The research shows that BFR levels in mixed (unsorted) WEEE plastics vary by category. Devices with screens have the highest BFR levels. These range  between 6,000 and 13,000 ppm (parts per million) bromine (Br) from 2020 to 2023. Small equipment follows with BFR levels of 2,000 to 7,000 ppm Br over the same period. Over the period from 2010 to 2022, BFR levels in screens have generally decreased. BFR levels in small equipment and large equipment have remained relatively stable.

Conventional recycling processes involve mechanical shredding and sorting of WEEE plastics to separate plastics with high levels of BFRs and other additives, allowing the creation of homogeneous plastic fractions. These fractions are suitable for recycling into new products.

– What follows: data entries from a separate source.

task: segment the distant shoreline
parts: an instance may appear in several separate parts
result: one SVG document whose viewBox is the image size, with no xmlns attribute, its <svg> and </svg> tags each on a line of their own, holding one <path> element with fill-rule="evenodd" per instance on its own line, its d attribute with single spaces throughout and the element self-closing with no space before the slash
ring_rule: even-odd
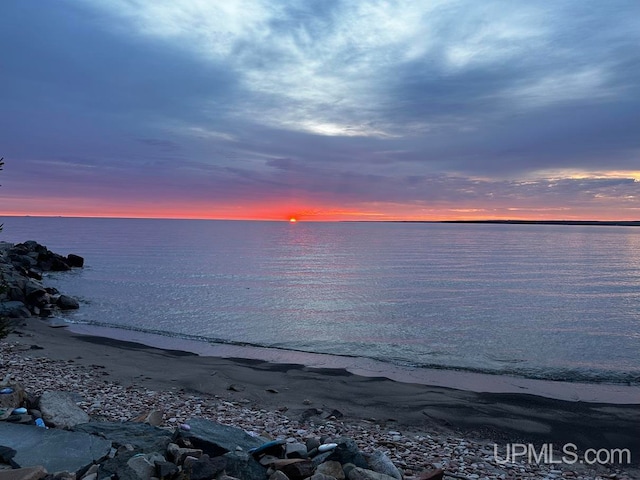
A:
<svg viewBox="0 0 640 480">
<path fill-rule="evenodd" d="M 366 221 L 366 220 L 365 220 Z M 381 223 L 485 223 L 499 225 L 599 225 L 640 227 L 640 220 L 388 220 Z"/>
</svg>

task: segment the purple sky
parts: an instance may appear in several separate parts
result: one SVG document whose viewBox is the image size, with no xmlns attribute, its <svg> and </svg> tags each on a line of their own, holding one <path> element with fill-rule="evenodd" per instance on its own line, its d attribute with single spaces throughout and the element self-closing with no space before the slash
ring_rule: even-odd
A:
<svg viewBox="0 0 640 480">
<path fill-rule="evenodd" d="M 6 0 L 0 214 L 640 219 L 640 2 Z"/>
</svg>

Emerging technologies, such as solvent-based recycling, pyrolysis or depolymerization, offer alternative approaches to processing WEEE plastics. These technologies aim to recover valuable materials and eliminate or minimize the release of hazardous substances during processing.
While emerging technologies have potential, there are challenges to their widespread implementation. While they can work effectively for pre-sorted polymers, challenges to their use include the need for optimized process conditions, cost-effectiveness, scaling up the technology, and ensuring compatibility with existing recycling infrastructure.